Par ordonnance du 13 décembre 2022, le juge de la mise en état a désigné un administrateur ad hoc pour représenter l’enfant [A].
Par jugement en date du 28 novembre 2023, le tribunal judiciaire de Nanterre a déclaré l’action en annulation de la reconnaissance introduite par le ministère public recevable et ordonné une expertise avant dire droit.
L’expert a déposé son rapport de carence au greffe le 3 avril 2024.
Dans ses dernières conclusions régulièrement signifiées par voie électronique le 7 mai 2024, le ministère public demande au tribunal de bien vouloir :
annuler la reconnaissance de l’enfant à laquelle M. [S] [I] a procédé,dire que M. [S] [I] n’est pas le père de l’enfant, dire que l’enfant ne pourra pas se nommer [I],ordonner la transcription du dispositif de la décision en marge de son acte de naissance, statuer ce que de droit sur les dépens.

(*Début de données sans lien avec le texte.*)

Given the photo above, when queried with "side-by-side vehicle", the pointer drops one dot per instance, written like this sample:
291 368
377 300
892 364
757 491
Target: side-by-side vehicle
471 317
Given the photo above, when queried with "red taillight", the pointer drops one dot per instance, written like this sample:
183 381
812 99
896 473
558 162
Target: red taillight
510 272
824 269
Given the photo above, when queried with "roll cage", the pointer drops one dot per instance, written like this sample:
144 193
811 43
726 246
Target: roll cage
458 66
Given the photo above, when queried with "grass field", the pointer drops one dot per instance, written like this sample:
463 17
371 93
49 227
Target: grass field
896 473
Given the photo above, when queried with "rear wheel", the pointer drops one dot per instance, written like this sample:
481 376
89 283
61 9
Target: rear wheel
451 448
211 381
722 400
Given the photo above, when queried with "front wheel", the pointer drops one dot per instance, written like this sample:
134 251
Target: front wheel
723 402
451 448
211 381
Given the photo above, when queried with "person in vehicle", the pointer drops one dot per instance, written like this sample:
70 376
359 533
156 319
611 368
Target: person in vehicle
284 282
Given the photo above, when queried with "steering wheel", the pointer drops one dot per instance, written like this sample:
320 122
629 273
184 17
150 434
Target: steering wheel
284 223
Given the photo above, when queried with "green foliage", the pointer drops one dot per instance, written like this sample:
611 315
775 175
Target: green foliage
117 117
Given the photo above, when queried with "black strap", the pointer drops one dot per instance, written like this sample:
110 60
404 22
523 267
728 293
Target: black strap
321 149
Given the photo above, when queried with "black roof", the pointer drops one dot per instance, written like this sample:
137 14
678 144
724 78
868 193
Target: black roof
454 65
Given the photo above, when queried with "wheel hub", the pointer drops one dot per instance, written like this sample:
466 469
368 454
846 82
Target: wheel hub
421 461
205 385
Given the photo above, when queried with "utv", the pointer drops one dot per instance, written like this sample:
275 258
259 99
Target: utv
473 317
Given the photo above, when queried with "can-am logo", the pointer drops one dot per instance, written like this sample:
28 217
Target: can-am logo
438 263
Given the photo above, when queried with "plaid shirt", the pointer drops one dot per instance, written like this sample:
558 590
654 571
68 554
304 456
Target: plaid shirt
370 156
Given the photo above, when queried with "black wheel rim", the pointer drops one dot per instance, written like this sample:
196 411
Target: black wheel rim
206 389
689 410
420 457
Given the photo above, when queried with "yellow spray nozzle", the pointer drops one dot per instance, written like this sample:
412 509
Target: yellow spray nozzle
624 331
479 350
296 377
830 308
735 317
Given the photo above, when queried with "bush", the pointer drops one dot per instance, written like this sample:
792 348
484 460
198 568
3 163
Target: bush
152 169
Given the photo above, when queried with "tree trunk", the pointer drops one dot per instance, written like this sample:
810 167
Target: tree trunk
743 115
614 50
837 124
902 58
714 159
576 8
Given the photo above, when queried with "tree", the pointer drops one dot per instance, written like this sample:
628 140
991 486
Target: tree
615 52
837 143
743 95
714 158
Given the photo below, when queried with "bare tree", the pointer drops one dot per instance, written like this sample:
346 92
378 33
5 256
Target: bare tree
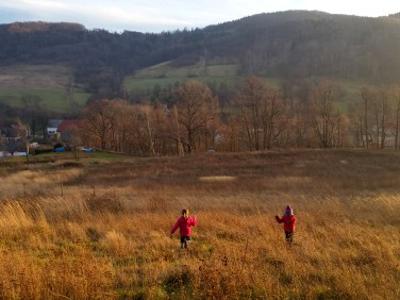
196 107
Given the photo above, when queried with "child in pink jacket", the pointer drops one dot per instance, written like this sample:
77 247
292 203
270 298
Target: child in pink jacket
185 224
289 223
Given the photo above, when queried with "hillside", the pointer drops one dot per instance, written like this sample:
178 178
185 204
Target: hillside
281 46
99 228
46 87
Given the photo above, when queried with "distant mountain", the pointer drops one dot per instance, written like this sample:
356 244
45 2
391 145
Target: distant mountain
395 15
288 44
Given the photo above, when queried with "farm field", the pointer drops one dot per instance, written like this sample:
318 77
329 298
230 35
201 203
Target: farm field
98 228
40 86
166 74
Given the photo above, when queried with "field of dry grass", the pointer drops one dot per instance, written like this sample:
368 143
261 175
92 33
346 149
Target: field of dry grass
100 230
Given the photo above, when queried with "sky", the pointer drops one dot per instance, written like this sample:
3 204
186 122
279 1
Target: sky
163 15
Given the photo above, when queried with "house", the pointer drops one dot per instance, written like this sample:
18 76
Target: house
52 126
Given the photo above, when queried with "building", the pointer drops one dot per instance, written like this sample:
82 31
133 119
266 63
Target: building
52 126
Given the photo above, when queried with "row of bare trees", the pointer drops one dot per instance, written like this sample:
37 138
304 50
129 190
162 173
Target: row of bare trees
258 118
376 119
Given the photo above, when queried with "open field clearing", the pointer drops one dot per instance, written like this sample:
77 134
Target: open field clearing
99 228
43 86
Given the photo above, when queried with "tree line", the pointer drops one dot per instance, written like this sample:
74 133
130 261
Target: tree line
258 117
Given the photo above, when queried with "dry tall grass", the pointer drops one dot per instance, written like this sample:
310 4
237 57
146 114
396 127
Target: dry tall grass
99 232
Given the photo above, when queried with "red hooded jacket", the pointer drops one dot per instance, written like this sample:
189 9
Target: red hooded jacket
184 225
289 222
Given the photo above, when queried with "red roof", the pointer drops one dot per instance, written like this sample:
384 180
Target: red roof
68 125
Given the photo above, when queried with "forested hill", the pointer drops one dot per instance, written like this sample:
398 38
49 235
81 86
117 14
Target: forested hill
285 45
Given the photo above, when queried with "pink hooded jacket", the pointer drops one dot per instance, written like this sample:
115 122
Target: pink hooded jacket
185 225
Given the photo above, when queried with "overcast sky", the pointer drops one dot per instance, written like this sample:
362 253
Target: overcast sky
159 15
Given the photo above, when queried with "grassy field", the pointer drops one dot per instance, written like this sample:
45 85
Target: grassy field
45 84
166 74
99 228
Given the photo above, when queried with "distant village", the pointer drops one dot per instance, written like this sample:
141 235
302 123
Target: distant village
16 138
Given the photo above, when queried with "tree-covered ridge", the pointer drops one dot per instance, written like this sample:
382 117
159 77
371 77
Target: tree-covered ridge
289 44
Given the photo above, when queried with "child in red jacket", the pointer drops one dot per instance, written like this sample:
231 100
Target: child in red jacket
289 223
185 224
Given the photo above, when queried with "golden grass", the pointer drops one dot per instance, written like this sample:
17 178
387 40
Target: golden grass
106 235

Il réitère les moyens déjà développés dans son assignation au soutien de l’annulation de la reconnaissance, qu’il considère comme étant frauduleuse. Il ajoute que le refus de M. [I] de se soumettre à l’expertise constitue un indice supplémentaire au soutien de cette annulation.
Dans ses dernières conclusions régulièrement signifiées par voie électronique le 7 mai 2024, Mme [X] [Z] demande au tribunal de rejeter la demande et de statuer sur les dépens comme en matière d’aide juridictionnelle.
Elle réitère le fait qu’elle a rencontré M. [S] [I] sur les réseaux sociaux en 2013 et qu’elle a rejoint la France en 2014. Elle dit avoir entretenu avec M. [S] [I] une relation sentimentale, en parallèle de relations sexuelles avec d’autres hommes, et affirme avoir découvert sa grossesse après leur séparation. Elle soutient avoir eu la conviction que M. [I] était le père de l’enfant, et affirme qu’il s’est comporté comme tel depuis lors. Elle souligne plus particulièrement qu’une décision a été rendue par le juge aux affaires familiales, prévoyant un exercice conjoint de l’autorité parentale et le versement d’une pension alimentaire par le père. Elle considère que la seule carence de M. [I] à l’expertise ne peut suffire à annuler la filiation de [A] qui, âgée de bientôt neuf ans, considère M. [I] comme son père.
Dans ses dernières conclusions régulièrement signifiées par voie électronique le 5 juin 2024, l’administrateur ad hoc de l’enfant demande au tribunal de débouter le procureur de la République de ses demandes et de statuer ce que de droit sur les dépens.
Il souligne que le dossier est constitué des seules auditions des parties et du rapport de la préfecture, et que s’il existe des discordances entre les déclarations des parties, Mme [X] [Z] toutefois n’a pas été confrontée aux déclarations de M. [S] [I] ni mise en mesure de produire des pièces pour attester de ses dires. Il ajoute que les pièces désormais produites aux débats par la mère (jugement du juge aux affaires familiales, attestations), permettent d’établir l’existence d’une filiation sociale et qu’il n’est donc pas établi que la reconnaissance ait eu pour un but exclusivement étranger à l’établissement d’un lien de filiation. Il ajoute que l’expertise n’apporte aucun éclairage mais qu’il convient de relever que la mère s’y est présentée avec l’enfant, ce qui confirme sa bonne foi.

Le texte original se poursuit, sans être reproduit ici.